Train Station in Józefów
A suburban train station on the so-called Otwock Line. The characteristic winged shelter and waiting room were built when the line was electrified in 1936–38.
Decalogue Seven
The culminating scene in this gripping drama unfolds at a train station. Maja (Maja Berełkowska)—a young woman robbed of her motherhood by parents whom she no longer trusts or is close to—leaps aboard a departing train, leaving behind the child that has once again been taken from her. This scene brings to mind another one in Kieślowski’s Blind Chance, in which the main character, Witek Długosz, runs to catch a departing train, with the result of the chase affecting the outcome of the plot’s three different versions. Witek is played by Bogusław Linda, who in Decalogue Seven performs the role of Wojtek, Ania’s dad, who has also been deprived of his child. But perhaps it he who allowed his child to be taken away from him? His conspicuous absence during the crucial events at the train station is more than meaningful. In the journal Kieślowski kept during the making of The Double Life of Veronique, his next film after The Decalogue, the director wrote that he hated shooting scenes at train stations and in trains, and yet he continued to write both locations into each new screenplay. Kieślowski also revealed in an interview that he didn’t like this episode of The Decalogue.
Mikołaj Jazdon
“Sarah and Hagar”
When it was discovered that Sarah, wife of the patriarch of our faith, Abraham, could not bear children, her slave Hagar was “appointed” to give birth to the family’s offspring. The husband was the biological father, and the wife was the child’s legal mother. Such was the biblical custom, and other women, including the wives of the patriarch Jacob, solved the problem of their infertility in this manner. The Roman legal maxims pater semper incertus (“The father is always uncertain”) and its corollary mater semper certa (a statement of certainty regarding biological motherhood) say as much, but here the roles of the parents—legal and biological—are reversed. The Latin statements postulate (albeit unenthusiastically) the superiority of the real function of fatherhood over biological “possession,” which is associated with the mother; the opposite is true in the Bible: the Patriarch provides the seed, and his wife plays the dominant role of the mother, though the biological wet nurse (servant) cares for the child and performs the necessary functions. The emphasis is placed not on biology, but on social roles. The same is true of another biblical custom, that of levirate marriage: the brother of a deceased childless man is required to sire a son with the widow in order to “preserve his name”; the dead man becomes the child’s father (not biologically, of course).

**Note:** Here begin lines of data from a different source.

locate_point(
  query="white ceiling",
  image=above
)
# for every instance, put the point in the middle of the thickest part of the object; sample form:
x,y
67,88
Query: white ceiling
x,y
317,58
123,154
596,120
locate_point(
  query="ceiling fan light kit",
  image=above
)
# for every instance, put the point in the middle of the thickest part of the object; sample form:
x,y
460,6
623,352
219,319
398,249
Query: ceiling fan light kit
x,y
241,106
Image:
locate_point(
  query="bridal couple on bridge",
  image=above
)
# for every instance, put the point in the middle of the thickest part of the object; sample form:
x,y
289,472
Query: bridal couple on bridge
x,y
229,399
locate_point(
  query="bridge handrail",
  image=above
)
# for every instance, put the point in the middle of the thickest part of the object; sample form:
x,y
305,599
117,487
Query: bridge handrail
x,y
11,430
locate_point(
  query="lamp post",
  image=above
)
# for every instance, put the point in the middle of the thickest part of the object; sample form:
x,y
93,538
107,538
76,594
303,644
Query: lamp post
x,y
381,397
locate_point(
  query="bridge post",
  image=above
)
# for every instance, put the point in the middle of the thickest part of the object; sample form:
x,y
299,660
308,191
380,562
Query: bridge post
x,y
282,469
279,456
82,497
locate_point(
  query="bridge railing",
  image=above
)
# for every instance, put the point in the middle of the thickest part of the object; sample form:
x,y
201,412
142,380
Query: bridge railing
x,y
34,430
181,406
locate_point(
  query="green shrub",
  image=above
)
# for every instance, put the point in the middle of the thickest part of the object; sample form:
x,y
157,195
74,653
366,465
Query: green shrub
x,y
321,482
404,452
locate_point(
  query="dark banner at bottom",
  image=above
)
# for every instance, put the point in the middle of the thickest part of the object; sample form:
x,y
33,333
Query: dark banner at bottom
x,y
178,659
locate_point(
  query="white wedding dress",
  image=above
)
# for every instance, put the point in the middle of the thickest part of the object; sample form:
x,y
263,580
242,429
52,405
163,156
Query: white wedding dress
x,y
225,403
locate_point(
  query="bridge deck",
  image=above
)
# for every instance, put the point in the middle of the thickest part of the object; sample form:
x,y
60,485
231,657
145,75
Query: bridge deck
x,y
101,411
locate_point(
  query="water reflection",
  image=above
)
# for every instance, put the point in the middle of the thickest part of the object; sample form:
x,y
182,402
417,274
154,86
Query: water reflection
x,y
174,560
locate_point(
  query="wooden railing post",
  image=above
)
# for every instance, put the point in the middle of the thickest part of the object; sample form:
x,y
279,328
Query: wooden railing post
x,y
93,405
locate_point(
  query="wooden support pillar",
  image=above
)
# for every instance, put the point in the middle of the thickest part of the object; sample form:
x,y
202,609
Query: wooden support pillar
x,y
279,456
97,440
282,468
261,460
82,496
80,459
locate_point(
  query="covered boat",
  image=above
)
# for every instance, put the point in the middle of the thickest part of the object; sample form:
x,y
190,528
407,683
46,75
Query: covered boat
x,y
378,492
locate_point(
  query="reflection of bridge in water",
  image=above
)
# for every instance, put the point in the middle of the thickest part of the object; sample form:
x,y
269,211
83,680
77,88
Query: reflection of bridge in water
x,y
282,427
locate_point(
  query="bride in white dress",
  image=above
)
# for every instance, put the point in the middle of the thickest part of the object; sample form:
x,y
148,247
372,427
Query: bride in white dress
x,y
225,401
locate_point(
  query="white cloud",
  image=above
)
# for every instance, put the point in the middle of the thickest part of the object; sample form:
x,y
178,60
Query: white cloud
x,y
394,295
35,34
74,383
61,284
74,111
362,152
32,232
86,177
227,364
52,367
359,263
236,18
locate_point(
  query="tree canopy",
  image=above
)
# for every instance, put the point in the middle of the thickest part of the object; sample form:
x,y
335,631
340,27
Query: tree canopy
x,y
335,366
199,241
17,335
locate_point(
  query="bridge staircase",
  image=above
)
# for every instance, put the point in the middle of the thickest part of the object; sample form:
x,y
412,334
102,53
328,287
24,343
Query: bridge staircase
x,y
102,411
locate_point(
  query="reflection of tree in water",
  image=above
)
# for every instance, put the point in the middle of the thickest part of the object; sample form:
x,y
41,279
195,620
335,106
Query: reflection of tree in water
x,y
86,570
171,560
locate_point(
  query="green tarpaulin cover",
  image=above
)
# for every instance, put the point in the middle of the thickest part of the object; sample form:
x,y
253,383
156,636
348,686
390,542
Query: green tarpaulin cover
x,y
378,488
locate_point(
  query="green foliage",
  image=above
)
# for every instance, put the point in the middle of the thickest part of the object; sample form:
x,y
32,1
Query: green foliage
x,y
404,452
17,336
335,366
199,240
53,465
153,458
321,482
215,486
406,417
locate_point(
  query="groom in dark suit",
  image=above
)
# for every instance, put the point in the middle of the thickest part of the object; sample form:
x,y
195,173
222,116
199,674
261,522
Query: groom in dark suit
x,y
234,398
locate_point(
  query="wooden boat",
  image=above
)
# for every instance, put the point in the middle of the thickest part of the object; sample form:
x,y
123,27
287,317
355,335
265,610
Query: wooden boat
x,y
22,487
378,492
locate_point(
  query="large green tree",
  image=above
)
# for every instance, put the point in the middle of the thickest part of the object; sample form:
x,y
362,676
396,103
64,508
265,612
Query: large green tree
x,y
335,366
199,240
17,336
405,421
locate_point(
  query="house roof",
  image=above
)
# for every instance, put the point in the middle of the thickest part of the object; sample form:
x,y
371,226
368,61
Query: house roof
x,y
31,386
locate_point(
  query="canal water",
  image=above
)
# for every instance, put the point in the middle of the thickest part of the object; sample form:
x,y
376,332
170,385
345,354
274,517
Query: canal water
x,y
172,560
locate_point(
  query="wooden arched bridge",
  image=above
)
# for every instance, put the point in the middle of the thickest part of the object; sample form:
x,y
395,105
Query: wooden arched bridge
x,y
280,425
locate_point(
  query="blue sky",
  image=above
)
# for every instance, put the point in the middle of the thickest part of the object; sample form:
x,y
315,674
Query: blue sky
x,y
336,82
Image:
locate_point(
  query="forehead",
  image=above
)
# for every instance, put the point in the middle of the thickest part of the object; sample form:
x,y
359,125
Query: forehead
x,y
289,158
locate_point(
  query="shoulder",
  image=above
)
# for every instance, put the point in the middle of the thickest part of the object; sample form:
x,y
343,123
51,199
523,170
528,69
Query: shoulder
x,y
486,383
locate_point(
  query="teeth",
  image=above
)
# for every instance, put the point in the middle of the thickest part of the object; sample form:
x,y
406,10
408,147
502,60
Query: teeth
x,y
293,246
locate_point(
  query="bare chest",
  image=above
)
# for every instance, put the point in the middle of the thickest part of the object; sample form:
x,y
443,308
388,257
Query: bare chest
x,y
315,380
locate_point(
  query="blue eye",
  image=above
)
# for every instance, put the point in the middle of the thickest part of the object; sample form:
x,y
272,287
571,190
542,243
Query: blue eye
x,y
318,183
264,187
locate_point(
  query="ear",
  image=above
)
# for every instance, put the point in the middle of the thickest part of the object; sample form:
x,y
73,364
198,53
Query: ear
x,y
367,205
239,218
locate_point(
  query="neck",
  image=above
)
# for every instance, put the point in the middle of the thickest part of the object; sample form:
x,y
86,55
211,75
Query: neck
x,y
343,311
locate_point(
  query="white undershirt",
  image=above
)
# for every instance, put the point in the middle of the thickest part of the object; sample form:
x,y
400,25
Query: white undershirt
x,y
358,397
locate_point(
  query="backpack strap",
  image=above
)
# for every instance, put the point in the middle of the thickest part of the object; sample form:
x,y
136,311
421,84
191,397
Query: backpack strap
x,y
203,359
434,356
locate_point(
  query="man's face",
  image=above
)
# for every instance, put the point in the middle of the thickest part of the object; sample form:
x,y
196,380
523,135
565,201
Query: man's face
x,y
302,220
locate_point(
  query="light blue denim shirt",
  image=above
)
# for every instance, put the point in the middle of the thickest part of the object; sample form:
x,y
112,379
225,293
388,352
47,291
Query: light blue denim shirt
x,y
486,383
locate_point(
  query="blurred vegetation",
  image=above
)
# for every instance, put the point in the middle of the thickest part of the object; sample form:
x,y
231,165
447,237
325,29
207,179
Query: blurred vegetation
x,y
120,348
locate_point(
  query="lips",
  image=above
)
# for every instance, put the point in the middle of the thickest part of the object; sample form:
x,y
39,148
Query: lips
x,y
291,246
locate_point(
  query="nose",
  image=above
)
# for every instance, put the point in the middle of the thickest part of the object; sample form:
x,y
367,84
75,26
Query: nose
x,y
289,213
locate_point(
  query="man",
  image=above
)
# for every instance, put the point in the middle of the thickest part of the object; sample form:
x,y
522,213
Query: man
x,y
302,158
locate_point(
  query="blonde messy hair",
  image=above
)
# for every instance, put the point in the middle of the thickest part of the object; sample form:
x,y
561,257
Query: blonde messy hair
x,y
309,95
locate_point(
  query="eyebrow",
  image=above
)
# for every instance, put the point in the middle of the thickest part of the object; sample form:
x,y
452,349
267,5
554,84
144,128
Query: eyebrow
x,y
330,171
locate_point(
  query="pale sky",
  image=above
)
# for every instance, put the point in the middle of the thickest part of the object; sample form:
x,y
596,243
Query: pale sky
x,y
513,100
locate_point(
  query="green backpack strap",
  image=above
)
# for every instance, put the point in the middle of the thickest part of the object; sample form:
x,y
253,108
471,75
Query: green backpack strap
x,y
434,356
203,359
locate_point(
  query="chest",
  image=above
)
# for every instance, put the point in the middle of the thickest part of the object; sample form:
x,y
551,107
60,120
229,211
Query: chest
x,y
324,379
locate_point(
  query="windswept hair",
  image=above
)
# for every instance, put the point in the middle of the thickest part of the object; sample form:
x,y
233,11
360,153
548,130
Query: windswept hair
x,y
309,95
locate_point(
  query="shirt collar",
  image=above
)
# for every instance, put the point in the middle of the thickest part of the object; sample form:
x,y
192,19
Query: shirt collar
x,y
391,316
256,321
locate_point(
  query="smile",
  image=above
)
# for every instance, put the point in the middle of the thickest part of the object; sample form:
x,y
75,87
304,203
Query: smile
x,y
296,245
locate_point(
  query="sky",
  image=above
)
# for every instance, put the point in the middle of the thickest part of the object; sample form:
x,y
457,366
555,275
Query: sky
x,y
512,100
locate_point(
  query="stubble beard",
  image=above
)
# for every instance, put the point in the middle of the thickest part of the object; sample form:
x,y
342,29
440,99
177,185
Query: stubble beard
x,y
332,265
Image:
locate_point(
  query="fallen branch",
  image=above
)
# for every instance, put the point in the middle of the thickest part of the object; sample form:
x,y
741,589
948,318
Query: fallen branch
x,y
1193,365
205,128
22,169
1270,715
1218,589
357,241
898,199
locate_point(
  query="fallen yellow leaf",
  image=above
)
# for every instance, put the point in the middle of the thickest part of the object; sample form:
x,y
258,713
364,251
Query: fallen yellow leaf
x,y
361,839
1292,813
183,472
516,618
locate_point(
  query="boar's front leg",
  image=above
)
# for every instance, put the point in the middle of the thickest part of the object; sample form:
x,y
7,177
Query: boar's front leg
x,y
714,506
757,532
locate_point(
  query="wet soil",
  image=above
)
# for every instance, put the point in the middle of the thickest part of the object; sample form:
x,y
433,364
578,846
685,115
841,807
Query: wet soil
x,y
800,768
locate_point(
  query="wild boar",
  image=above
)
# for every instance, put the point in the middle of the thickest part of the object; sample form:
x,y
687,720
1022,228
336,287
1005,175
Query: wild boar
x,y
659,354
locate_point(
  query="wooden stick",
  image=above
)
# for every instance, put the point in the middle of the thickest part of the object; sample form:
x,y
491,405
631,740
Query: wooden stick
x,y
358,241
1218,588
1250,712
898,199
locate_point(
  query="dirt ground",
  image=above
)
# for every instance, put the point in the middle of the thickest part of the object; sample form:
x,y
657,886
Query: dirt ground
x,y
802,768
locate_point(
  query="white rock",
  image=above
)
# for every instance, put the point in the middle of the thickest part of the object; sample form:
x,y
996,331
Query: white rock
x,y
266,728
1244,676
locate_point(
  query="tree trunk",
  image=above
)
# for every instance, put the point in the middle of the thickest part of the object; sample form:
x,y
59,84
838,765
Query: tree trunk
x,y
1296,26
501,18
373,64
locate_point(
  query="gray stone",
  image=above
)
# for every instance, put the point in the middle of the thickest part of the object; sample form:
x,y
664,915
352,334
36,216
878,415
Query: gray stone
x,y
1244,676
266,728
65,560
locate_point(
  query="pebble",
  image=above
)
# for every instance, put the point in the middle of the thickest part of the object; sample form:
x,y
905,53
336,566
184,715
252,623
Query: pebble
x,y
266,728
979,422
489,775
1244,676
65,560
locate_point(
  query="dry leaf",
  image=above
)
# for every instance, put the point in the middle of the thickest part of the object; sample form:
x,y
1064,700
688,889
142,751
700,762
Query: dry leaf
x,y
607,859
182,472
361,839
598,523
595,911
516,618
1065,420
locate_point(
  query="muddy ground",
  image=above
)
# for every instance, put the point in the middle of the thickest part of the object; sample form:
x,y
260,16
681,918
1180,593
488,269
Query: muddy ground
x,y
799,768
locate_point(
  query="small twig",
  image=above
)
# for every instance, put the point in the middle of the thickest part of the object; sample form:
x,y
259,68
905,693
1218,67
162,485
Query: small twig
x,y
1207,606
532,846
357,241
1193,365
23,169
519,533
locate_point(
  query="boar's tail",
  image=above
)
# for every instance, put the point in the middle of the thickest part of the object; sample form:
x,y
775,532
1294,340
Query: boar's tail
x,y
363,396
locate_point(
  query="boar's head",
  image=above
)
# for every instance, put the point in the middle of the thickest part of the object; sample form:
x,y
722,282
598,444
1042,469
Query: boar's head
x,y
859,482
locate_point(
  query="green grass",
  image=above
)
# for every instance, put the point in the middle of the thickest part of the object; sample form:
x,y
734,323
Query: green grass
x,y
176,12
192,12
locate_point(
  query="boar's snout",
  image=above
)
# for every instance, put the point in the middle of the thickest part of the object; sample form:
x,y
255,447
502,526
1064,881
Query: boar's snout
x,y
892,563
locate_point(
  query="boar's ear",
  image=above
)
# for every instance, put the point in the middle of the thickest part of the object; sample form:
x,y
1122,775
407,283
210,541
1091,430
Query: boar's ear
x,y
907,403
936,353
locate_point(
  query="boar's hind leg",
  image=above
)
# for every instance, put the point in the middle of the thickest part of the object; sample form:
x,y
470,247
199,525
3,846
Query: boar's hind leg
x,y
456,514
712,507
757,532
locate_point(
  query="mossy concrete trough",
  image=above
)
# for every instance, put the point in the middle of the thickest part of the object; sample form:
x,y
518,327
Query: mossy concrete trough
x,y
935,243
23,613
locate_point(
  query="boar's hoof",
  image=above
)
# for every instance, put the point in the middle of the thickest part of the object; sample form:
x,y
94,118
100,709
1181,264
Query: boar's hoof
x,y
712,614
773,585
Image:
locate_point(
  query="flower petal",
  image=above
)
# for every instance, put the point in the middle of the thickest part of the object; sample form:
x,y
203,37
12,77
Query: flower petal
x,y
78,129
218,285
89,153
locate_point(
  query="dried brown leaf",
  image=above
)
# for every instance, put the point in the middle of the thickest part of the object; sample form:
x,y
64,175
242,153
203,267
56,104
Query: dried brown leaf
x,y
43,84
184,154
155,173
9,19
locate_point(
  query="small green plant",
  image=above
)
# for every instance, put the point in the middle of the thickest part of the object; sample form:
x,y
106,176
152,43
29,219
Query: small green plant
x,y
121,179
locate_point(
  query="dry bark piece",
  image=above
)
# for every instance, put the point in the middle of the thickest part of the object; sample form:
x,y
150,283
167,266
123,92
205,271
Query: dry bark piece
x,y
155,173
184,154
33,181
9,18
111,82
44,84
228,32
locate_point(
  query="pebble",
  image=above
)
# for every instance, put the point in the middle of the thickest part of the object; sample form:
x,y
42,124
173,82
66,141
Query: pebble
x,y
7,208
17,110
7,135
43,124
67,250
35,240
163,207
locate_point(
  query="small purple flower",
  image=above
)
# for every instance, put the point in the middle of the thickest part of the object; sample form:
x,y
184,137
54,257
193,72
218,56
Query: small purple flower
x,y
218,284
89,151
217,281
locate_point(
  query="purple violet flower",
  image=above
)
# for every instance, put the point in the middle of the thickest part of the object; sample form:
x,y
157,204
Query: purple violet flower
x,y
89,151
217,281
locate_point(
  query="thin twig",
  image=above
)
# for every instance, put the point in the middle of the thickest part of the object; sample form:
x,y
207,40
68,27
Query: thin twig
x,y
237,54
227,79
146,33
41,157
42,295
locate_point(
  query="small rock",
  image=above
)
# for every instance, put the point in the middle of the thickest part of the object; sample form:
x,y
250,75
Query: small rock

Today, in an era of unprecedented advancements in the field of prenatal medicine and the growing social acceptance for new forms of adoption, let us think back to the biblical models that are as relevant today as they ever were. The crux of the conflict between Sarah and Hagar was not the supposed clash between biology and motherhood as an institution, but jealousy over each woman’s position in the family and society, and the matter of inheritance. God protected both rights for the good of the children. He also sent us Kieślowski to ask the question: Are children property?